Here is an example that uses the default city database and adds the geographical information to the geoip field based on the ip field:

PUT _ingest/pipeline/geoip
{
  "description" : "Add geoip info",
  "processors" : [
    {
      "geoip" : {
        "field" : "ip"
      }
    }
  ]
}
PUT my-index-00001/_doc/my_id?pipeline=geoip
{
  "ip": "8.8.8.8"
}
GET my-index-00001/_doc/my_id

Which returns:

{
  "found": true,
  "_index": "my-index-00001",
  "_type": "_doc",
  "_id": "my_id",
  "_version": 1,
  "_seq_no": 55,
  "_primary_term": 1,
  "_source": {
    "ip": "8.8.8.8",
    "geoip": {
      "continent_name": "North America",
      "country_name": "United States",
      "country_iso_code": "US",
      "location": { "lat": 37.751, "lon": -97.822 }
    }
  }
}

Here is an example that uses the default country database and adds the geographical information to the geo field based on the ip field. Note that this database is included in the module. So this:

PUT _ingest/pipeline/geoip
{
  "description" : "Add geoip info",
  "processors" : [
    {
      "geoip" : {
        "field" : "ip",
        "target_field" : "geo",
        "database_file" : "GeoLite2-Country.mmdb"
      }
    }
  ]
}
PUT my-index-00001/_doc/my_id?pipeline=geoip
{
  "ip": "8.8.8.8"
}
GET my-index-00001/_doc/my_id

returns this:

{
  "found": true,
  "_index": "my-index-00001",
  "_type": "_doc",
  "_id": "my_id",
  "_version": 1,
  "_seq_no": 65,
  "_primary_term": 1,
  "_source": {
    "ip": "8.8.8.8",
    "geo": {
      "continent_name": "North America",
      "country_name": "United States",
      "country_iso_code": "US",
    }
  }
}

Not all IP addresses find geo information from the database, When this occurs, no target_field is inserted into the document.

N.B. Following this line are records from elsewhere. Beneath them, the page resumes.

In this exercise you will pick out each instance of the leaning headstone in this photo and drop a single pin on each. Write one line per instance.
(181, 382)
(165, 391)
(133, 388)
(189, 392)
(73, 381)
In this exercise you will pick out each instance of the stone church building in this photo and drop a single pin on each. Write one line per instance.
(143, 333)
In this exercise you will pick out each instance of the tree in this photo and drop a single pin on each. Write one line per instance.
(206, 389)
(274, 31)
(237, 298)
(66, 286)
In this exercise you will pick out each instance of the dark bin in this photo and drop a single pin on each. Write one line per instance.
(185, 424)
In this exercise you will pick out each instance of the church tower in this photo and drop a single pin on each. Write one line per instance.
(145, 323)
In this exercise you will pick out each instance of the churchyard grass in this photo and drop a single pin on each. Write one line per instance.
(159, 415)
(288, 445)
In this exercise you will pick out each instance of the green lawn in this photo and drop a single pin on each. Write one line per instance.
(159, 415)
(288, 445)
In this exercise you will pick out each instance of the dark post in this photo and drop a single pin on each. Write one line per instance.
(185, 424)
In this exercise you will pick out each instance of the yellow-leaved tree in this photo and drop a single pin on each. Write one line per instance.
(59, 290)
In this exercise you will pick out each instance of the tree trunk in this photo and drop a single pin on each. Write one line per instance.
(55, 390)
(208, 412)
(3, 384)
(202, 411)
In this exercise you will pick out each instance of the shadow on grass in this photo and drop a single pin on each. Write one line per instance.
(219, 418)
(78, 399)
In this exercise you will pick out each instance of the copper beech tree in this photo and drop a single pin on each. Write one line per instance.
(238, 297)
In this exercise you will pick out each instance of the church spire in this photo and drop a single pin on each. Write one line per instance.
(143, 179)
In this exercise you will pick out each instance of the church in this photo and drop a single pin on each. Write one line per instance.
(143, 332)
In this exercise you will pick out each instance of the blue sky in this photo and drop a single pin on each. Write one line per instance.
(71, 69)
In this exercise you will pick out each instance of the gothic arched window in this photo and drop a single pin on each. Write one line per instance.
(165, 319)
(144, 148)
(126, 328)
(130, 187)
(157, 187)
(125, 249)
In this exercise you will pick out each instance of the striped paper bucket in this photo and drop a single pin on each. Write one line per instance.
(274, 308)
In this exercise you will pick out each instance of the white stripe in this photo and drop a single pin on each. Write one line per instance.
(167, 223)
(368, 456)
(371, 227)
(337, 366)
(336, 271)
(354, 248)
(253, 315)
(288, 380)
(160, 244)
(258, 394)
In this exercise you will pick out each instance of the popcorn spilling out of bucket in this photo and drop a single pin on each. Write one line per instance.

Here is an example of what documents will be indexed as when information for "80.231.5.0" cannot be found:

PUT _ingest/pipeline/geoip
{
  "description" : "Add geoip info",
  "processors" : [
    {
      "geoip" : {
        "field" : "ip"
      }
    }
  ]
}

PUT my-index-00001/_doc/my_id?pipeline=geoip
{
  "ip": "80.231.5.0"
}

GET my-index-00001/_doc/my_id

Which returns:

{
  "_index" : "my-index-00001",
  "_type" : "_doc",
  "_id" : "my_id",
  "_version" : 1,
  "_seq_no" : 71,
  "_primary_term": 1,
  "found" : true,
  "_source" : {
    "ip" : "80.231.5.0"
  }
}

Recognizing Location as a Geopoint

edit

Although this processor enriches your document with a location field containing the estimated latitude and longitude of the IP address, this field will not be indexed as a geo_point type in Elasticsearch without explicitly defining it as such in the mapping.

You can use the following mapping for the example index above:

PUT my_ip_locations
{
  "mappings": {
    "properties": {
      "geoip": {
        "properties": {
          "location": { "type": "geo_point" }
        }
      }
    }
  }
}

Node Settings

edit

The geoip processor supports the following setting:

ingest.geoip.cache_size
The maximum number of results that should be cached. Defaults to 1000.

Note that these settings are node settings and apply to all geoip processors, i.e. there is one cache for all defined geoip processors.